Don’t Be Afraid to Give Individualized Attention
Being able to work one on one regularly is one of the greatest advantages of smaller classes. You have the time to talk to each student and offer guidance or advice on their English studies. With a bigger class, many students get lost in the mix. Don’t let that happen with your small class. Use the numbers to your advantage and your students’ by giving your students some direct, individualized attention.
Get Students Moving
You may find with your small class that there is a lower level of energy in the room. To counteract that, make sure you get your students moving every day. Do some Total Physical Response exercises. Stress kinesthetic activities. Go outside. Keep your students moving to keep their energy level up and keep them from slipping into lethargy.
Invite Other Students/Classes to Join You
Just because you have a small class doesn’t mean you can’t have other people come through your door.
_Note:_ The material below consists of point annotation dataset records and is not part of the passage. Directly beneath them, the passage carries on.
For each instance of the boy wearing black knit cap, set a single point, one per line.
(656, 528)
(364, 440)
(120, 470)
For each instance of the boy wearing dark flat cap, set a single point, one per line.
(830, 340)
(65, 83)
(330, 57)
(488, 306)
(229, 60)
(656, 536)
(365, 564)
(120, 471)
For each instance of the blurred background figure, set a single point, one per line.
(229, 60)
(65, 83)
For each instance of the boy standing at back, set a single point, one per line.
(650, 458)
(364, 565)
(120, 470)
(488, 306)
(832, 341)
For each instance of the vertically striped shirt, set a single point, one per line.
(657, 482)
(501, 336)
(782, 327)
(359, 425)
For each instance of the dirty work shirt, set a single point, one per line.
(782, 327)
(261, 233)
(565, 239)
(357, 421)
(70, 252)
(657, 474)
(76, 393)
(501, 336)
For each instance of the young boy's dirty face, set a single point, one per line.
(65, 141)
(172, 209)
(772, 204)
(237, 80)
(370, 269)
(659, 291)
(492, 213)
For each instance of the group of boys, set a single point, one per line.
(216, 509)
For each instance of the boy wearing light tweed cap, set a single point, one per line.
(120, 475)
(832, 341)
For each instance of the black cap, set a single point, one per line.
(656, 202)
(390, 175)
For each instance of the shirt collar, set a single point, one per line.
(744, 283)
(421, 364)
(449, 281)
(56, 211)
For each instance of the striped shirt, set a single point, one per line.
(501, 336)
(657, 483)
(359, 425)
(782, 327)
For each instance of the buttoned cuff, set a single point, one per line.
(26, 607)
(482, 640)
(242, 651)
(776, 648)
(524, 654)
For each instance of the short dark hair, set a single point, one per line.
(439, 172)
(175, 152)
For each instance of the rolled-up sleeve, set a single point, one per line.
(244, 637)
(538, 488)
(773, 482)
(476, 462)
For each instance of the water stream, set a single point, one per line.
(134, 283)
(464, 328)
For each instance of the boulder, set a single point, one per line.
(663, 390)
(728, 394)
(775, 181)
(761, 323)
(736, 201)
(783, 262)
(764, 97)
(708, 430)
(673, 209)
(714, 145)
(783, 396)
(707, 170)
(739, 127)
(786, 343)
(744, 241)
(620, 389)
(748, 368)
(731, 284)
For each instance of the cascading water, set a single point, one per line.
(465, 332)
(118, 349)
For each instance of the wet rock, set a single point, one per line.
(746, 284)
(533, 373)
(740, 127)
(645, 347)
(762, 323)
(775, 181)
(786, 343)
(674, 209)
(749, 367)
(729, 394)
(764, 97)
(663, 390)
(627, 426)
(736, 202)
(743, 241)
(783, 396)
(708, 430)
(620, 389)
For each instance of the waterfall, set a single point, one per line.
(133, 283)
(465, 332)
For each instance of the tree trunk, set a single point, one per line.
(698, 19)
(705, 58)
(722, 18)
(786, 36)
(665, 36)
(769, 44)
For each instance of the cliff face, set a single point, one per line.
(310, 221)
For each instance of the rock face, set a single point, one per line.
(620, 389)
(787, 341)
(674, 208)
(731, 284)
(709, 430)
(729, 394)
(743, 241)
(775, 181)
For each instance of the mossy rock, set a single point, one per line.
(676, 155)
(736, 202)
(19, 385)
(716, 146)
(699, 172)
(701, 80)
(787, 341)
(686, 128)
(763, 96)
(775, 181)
Whenever you can, invite other students or classes to join you. Your students will benefit from the change of company and conversation partners and from mixing up the normal pairings for in class activities. And you just might be able to share teaching responsibilities for a day or two with another teacher at your school.
Take Field Trips
Fewer students means fewer logistics to navigate when planning and executing field trips, so take advantage of it and get out of the classroom. Anywhere your students can use English in a natural setting, including your local coffee shop, is good experience for them. So when you can, get out of the classroom and into the world, which is the best classroom of all.
Join in Group Discussions or Pair Work
Just because you are the teacher doesn’t mean you shouldn’t participate in classroom activities. Pair up with your students and give them some individualized time with a native speaker. Join in group discussions and offer your opinions. Your students will enjoy getting to know you better, and you will help them by giving them an up close experience talking with a native speaker.